EPSRC Reference: EP/J00636X/1
Title: Testing, Verifying, and Generating Software Patches Using Dynamic Symbolic Execution
Principal Investigator: Cadar, Professor C
Other Investigators:
Researcher Co-Investigators:
Project Partners:
Maxeler Technologies Ltd
Department: Computing
Organisation: Imperial College London
Scheme: Standard Research
Starts: 31 May 2012 Ends: 31 July 2015 Value (£): 287,184
EPSRC Research Topic Classifications:
Artificial Intelligence Software Engineering
EPSRC Industrial Sector Classifications:
Information Technologies
Related Grants:
Panel History:
Panel DatePanel NameOutcome
06 Sep 2011 EPSRC ICT Responsive Mode - Sep 2011 Announced
Summary on Grant Application Form
A large fraction of the costs of developing and maintaining software is associated with detecting and fixing software errors. As a result, the last decade has seen a sustained research effort directed toward designing and developing techniques for automatically detecting software errors, with some of these techniques making their way into commercial and open-source tools. However, detecting an error is only the first step toward fixing it. In fact, many known errors remain unpatched due to the high cost required to diagnose and repair them, combined with the fear that patches are more likely to introduce failures compared to other types of code changes.

The goal of this research project is to address both of these problems, by devising novel techniques based on dynamic symbolic execution for:

(1) automatically testing and verifying the correctness of software patches, and

(2) (semi-)automatically generating candidate patches for software bugs.
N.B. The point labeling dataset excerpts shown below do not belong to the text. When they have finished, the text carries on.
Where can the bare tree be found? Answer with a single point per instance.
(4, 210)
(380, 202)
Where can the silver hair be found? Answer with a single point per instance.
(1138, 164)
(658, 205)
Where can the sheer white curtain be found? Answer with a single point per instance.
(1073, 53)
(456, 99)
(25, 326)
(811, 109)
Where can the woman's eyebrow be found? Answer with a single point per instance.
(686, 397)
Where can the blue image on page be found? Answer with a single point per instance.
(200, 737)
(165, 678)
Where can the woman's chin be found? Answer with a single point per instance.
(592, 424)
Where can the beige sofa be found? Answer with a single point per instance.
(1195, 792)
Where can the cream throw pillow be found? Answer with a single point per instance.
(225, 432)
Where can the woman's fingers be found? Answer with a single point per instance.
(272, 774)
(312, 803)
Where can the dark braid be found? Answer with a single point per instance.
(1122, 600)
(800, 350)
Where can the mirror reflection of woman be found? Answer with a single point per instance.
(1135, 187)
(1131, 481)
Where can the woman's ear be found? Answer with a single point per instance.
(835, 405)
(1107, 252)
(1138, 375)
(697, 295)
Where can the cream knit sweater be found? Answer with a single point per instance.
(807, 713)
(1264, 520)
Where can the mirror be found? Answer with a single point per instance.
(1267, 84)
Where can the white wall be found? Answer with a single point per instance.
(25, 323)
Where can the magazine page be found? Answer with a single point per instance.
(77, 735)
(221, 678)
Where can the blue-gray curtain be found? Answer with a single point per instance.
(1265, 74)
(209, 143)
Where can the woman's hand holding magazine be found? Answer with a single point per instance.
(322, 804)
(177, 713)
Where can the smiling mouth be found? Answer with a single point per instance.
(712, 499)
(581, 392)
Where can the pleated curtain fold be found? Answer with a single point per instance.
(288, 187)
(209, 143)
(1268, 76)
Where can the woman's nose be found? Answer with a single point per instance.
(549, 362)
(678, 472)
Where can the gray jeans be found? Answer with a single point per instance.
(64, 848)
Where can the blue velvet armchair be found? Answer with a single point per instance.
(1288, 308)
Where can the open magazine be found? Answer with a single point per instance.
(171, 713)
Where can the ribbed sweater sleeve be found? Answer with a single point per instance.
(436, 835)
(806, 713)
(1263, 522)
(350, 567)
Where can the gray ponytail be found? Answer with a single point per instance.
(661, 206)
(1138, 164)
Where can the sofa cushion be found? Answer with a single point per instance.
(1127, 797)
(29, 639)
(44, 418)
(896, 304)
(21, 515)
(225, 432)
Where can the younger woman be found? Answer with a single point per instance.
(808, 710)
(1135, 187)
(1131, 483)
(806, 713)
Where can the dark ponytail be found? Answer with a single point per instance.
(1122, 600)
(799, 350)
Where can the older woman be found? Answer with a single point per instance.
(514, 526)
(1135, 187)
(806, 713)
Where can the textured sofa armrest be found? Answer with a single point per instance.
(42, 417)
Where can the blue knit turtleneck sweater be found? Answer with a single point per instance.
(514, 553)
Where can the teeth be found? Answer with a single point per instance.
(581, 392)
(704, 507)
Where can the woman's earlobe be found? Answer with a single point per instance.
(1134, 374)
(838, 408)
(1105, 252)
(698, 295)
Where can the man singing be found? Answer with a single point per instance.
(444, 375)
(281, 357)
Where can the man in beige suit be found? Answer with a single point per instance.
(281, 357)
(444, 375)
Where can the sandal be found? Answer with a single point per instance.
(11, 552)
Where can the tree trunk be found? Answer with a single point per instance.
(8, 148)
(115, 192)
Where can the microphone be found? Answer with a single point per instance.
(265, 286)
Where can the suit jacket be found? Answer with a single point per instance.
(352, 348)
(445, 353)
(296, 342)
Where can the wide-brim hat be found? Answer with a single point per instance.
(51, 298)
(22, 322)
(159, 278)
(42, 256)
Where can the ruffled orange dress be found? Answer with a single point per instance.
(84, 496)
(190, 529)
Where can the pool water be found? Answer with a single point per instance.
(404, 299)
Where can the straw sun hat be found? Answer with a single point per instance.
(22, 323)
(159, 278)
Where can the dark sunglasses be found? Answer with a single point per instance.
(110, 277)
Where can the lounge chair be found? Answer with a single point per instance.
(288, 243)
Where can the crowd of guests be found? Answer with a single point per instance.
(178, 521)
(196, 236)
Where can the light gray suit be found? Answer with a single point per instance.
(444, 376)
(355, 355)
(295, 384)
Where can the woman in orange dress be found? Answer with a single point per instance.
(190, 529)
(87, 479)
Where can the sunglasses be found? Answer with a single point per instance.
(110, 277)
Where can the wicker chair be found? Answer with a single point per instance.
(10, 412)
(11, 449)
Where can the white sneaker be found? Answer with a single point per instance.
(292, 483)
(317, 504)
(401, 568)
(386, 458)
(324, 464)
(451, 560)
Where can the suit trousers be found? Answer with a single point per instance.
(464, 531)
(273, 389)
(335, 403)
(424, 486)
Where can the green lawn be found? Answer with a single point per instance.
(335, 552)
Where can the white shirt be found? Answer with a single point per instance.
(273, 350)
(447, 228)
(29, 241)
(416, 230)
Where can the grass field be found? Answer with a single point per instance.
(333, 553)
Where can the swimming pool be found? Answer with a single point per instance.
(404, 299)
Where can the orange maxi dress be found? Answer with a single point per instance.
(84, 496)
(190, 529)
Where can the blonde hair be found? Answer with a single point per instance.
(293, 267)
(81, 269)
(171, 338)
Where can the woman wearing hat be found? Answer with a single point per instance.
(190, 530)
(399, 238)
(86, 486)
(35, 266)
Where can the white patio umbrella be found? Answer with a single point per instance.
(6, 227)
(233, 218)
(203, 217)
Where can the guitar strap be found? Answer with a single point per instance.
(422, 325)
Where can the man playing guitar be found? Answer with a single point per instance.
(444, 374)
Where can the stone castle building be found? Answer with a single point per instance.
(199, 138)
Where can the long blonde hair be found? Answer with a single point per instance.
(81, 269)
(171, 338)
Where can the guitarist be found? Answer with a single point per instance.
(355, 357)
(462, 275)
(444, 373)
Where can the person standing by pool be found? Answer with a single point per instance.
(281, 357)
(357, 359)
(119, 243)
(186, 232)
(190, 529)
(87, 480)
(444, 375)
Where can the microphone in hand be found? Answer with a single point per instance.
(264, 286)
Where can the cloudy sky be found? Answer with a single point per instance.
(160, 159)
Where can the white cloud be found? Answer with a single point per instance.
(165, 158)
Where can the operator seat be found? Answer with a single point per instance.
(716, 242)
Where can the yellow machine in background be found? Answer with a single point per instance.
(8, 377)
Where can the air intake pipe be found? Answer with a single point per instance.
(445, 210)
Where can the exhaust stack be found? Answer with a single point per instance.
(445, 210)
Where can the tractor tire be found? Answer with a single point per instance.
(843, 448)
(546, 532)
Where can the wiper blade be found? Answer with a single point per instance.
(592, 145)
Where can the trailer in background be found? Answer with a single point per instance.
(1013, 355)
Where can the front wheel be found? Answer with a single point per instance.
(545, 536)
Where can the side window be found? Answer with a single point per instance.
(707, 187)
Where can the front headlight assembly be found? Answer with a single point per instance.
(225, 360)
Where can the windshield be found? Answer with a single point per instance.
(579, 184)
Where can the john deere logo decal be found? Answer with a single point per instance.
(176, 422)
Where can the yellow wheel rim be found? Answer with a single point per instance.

The strength of dynamic symbolic execution lies in its ability to precisely model the behaviour of program paths using mathematical constraints. However, the cost associated with this level of precision is poor scalability. The number of paths in a program is usually exponential in the number of branches, which makes it difficult to scale the analysis to very large programs. However, by focusing the analysis on the incremental changes introduced by program patches, we hope to significantly reduce the cost of symbolic execution and significantly increase its applicability in practice. Furthermore, the ability to check software patches opens up the possibility of performing patch generation in an automatic or semi-automatic fashion. In particular, starting from the mathematical constraints gathered from a buggy execution path -- and with the potential addition of a manually-written patch template -- we plan to design techniques for generating a set of candidate patches resembling the ones that would be generated manually by developers.